De acordo com a família, ele passa bem e promete agradecer os pescadores que salvaram sua vida assim que estiver recuperado.

Local perigoso

Morador ribeirinho faz mais de 30 anos, Primo já ajudou em diversos resgates no Taquari e alerta para os perigos do rio. Segundo ele, mesmo nadadores experientes morreram ao tentar enfrentar a correnteza. “É um rio profundo, com correntes muito fortes que levam para o fundo.”

O último resgate foi há cerca de dez anos, quando uma vizinha, na época com 12 anos, boiava em uma câmara de ar. Um barco teria passado próximo da boia, derrubando a menina. Em outro caso, um senhor de 70 anos pescava com um caíque quando a embarcação virou.

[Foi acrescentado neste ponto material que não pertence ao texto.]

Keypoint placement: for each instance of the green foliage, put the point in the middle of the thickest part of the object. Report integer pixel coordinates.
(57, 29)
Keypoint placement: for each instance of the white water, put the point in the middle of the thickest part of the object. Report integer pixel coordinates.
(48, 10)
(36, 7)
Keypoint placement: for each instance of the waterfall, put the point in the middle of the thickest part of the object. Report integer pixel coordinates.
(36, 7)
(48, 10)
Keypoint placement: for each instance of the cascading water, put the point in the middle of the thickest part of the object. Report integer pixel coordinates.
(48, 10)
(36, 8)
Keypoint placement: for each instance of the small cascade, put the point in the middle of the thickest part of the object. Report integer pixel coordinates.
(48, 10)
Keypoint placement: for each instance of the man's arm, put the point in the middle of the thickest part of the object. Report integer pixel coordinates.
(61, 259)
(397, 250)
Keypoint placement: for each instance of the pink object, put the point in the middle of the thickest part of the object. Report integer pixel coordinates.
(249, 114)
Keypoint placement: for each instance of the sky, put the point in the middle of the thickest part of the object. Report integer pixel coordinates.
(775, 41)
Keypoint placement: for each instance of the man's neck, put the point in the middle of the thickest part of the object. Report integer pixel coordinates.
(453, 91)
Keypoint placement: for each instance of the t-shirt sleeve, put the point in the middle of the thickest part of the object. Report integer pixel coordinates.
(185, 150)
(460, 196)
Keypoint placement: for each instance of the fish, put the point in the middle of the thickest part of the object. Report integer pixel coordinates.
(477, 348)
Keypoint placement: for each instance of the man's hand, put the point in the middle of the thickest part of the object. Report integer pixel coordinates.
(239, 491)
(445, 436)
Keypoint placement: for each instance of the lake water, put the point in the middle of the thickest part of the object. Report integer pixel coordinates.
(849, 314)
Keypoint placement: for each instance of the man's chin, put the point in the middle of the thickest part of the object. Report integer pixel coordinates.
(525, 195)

Ambos foram salvos pelo pescador.

Porém nem todas as histórias tiveram final feliz. Primo também participou do resgate de um casal de crianças que desapareceu próximo ao Taquari. Após dias de buscas, localizou o corpo de uma das vítimas. “Era filha de um vizinho”, lamenta.

IMPROVÁVEL

Para Primo, a sobrevivência de Freitas era improvável devido à força do rio. “Do jeito que a água estava, se um nadador profissional caísse nela, morreria em seguida”, acredita. Segundo o pescador, a vítima recebeu ajuda divina para se manter fora da água por mais de cinco quilômetros.

Destaca ainda o auxílio que teve da comunidade para o resgate. Não fossem os vizinhos, ressalta, não conseguiria colocar o barco na água. “O bairro é pobre, mas solidário e todos se ajudam e cuidam uns dos outros.”